Kultur ist deshalb gerade nicht das ängstliche Abtasten von oder die angstvolle Abschottung vor Differenzen. Gerade als Außenpolitiker sage ich: Wirkliche Sicherheit entsteht nur durch den Dialog, in dem wir Unterschiede klären und das Gemeinsame suchen. Deswegen ist für michdas neugierige Aufeinander Zugehen, die kulturelle Offenheit Vorbedingung dafür, gemeinsame Zukunft gemeinsam gestalten zu können.

Kultur gehört deshalb für mich auch nicht unter die Überschrift „Sicher leben“, wie das im Augenblick im Parteiprogramm einer großen deutschen Volkspartei zu finden ist.
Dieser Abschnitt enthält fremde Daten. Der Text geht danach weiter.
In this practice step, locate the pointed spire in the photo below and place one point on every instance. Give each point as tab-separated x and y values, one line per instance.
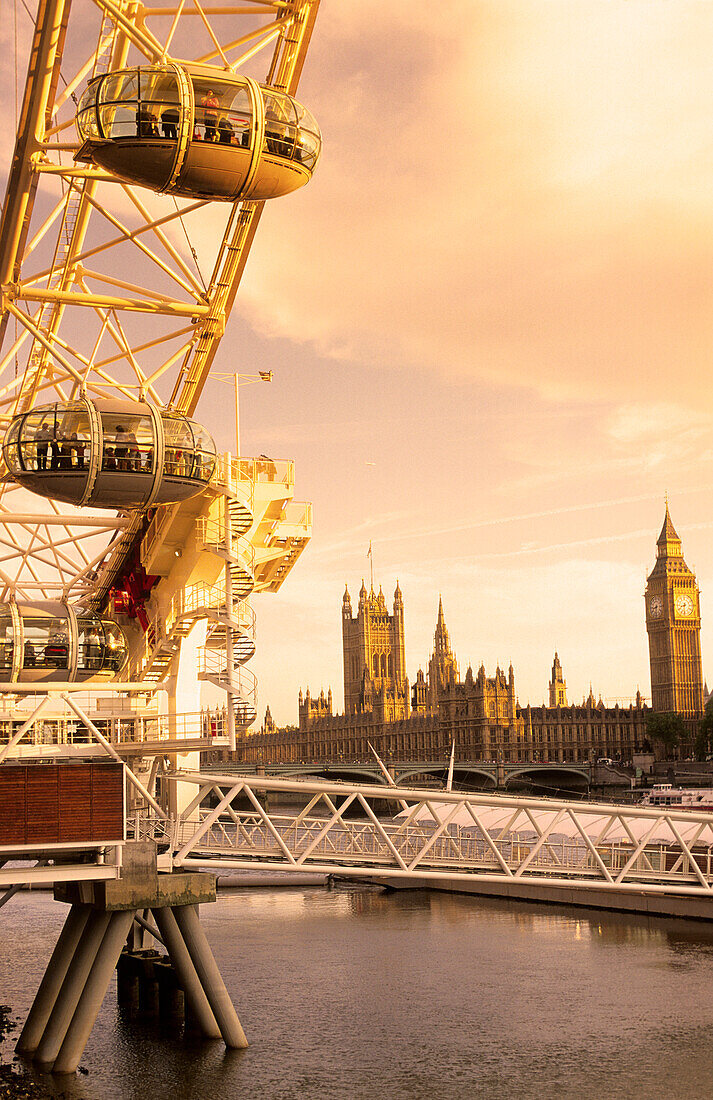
668	531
Sondern Kultur gehört unter die Überschrift „Zukunft gestalten“!

Und Aufgabe von Kulturpolitik ist nicht, wie das in diesem Pareiprogramm proklamiert wird, „kulturelle Sicherheit“, sondern kulturelle Offenheit!

Die schönste literarische Form dieser These verdanken wir vielleicht Ilija Trojanow, über dessen ersten Besuch hier im Auswärtigen Amt ich mich ganz besonders freue: „Noch ist die Welt groß. So groß, dass Hilfe gefunden wird“, sagt er in seinem Debutroman und genau dieser Blick sollte unserer Kulturarbeit in einer globalisierten Welt Mut machen.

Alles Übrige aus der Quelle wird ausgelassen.